Raised when a snapshot fails schema validation.

exception flameiq.core.errors.SchemaVersionError(version)[source]

Bases: ValidationError

Raised when an unsupported schema version is encountered.

Parameters:: version (int) – The unsupported version number that was encountered.
Return type:: None

Initialize the error with the unsupported version number.

__init__(version)[source]

Initialize the error with the unsupported version number.

Parameters:: version (int)
Return type:: None

exception flameiq.core.errors.ConfigurationError[source]

Bases: FlameIQError

Raised when flameiq.yaml is missing, malformed, or invalid.

exception flameiq.core.errors.ThresholdConfigError(key, value, reason)[source]

Bases: ConfigurationError

Raised when a threshold value cannot be parsed or is out of range.

Parameters:

key (str) – The metric key the threshold applies to.
value (str) – The raw invalid threshold string.
reason (str) – Human-readable explanation of the error.

Return type:

None

Initialize the error with the invalid threshold details.

__init__(key, value, reason)[source]

Initialize the error with the invalid threshold details.

Parameters:

key (str)
value (str)
reason (str)

Return type:

None

exception flameiq.core.errors.BaselineError[source]

Bases: FlameIQError

Raised for baseline management failures.

exception flameiq.core.errors.BaselineNotFoundError(path)[source]

Bases: BaselineError

Raised when no baseline snapshot exists for the current context.

Parameters:: path (str) – The filesystem path where the baseline was expected.
Return type:: None

Initialize the error with the expected baseline path.

__init__(path)[source]

Initialize the error with the expected baseline path.

Parameters:: path (str)
Return type:: None

exception flameiq.core.errors.BaselineCorruptedError(path, reason)[source]

Bases: BaselineError

Raised when a baseline file exists but cannot be deserialised.

Parameters:

path (str) – Path to the corrupted file.
reason (str) – Description of the parse failure.

Return type:

None

Initialize the error with the corrupted file details.

__init__(path, reason)[source]

Initialize the error with the corrupted file details.

Parameters:

path (str)
reason (str)

Return type:

None

exception flameiq.core.errors.ProviderError[source]

Bases: FlameIQError

Raised when a metric provider fails to collect or normalise data.

exception flameiq.core.errors.ProviderNotFoundError(name)[source]

Bases: ProviderError

Raised when a requested provider name is not registered.

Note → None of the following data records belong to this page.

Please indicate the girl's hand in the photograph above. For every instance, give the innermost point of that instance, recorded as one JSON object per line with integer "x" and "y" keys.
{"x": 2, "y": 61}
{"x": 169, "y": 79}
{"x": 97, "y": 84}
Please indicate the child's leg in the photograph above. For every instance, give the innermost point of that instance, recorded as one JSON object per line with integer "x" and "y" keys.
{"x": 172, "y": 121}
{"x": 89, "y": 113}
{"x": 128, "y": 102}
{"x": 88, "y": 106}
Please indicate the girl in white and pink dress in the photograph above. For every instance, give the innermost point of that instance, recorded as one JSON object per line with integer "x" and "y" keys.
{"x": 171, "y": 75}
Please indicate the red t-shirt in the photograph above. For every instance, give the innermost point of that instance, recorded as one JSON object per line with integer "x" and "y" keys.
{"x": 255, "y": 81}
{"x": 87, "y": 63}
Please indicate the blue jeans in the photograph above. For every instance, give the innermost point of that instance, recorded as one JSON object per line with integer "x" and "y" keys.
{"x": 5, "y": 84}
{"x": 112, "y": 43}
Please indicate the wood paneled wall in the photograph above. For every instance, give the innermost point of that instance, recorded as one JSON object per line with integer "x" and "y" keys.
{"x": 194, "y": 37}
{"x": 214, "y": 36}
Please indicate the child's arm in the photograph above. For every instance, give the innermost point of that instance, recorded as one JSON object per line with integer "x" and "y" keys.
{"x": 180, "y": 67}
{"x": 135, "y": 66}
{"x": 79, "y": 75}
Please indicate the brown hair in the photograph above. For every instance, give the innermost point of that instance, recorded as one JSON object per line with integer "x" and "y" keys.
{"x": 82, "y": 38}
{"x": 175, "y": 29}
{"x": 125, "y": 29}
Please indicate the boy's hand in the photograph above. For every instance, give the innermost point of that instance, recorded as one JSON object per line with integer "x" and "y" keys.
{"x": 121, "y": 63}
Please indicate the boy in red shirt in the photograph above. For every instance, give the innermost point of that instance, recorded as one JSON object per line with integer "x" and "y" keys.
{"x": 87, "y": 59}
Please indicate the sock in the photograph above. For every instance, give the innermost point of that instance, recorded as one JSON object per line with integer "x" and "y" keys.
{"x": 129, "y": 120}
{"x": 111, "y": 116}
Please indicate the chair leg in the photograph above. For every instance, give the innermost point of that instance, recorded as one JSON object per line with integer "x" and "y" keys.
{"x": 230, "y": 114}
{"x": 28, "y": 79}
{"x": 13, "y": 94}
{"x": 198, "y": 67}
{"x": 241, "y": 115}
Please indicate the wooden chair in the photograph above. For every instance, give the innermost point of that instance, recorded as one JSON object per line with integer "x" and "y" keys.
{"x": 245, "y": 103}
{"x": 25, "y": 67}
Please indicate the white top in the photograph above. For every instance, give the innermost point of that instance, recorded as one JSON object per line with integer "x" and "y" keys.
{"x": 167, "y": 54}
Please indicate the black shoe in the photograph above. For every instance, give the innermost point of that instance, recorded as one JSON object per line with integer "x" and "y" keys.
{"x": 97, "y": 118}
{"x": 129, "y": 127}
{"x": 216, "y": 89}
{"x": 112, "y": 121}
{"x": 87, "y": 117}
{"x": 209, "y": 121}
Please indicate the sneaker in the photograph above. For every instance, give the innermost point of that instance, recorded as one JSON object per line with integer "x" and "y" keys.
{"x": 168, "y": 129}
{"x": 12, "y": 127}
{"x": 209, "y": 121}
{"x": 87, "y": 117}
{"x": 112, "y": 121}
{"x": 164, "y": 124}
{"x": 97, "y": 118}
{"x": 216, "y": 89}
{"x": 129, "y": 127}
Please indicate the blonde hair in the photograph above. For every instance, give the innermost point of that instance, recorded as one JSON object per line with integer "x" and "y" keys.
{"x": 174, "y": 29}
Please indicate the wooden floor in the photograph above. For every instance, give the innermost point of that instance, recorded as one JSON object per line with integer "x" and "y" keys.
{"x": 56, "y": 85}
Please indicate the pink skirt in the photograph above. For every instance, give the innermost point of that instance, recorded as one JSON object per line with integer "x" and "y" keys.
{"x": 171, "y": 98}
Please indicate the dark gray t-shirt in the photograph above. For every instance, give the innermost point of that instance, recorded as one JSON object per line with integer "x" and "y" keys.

Parameters:: name (str) – The requested provider name.
Return type:: None

Initialize the error with the missing provider name.

__init__(name)[source]

Initialize the error with the missing provider name.

Parameters:: name (str)
Return type:: None

exception flameiq.core.errors.MetricsFileNotFoundError(path)[source]

Bases: ProviderError

Raised when the metrics source file does not exist.

Parameters:: path (str) – The path that was not found.
Return type:: None

Initialize the error with the missing file path.

__init__(path)[source]

Initialize the error with the missing file path.

Parameters:: path (str)
Return type:: None

exception flameiq.core.errors.ComparisonError[source]

Bases: FlameIQError

Raised when a comparison cannot be completed.

exception flameiq.core.errors.InsufficientSamplesError(metric, got, required)[source]

Bases: ComparisonError

Raised when statistical mode is enabled but sample count is too low.

Parameters:

metric (str) – The metric name with insufficient samples.
got (int) – Number of samples available.
required (int) – Minimum samples required.

Return type:

None

Initialize the error with the insufficient samples details.

__init__(metric, got, required)[source]

Initialize the error with the insufficient samples details.

Parameters:

metric (str)
got (int)
required (int)

Return type:

None

exception flameiq.core.errors.StorageError[source]

Bases: FlameIQError

Raised for storage read/write failures.

exception flameiq.core.errors.MigrationError[source]

Bases: StorageError

Raised when a storage schema migration fails.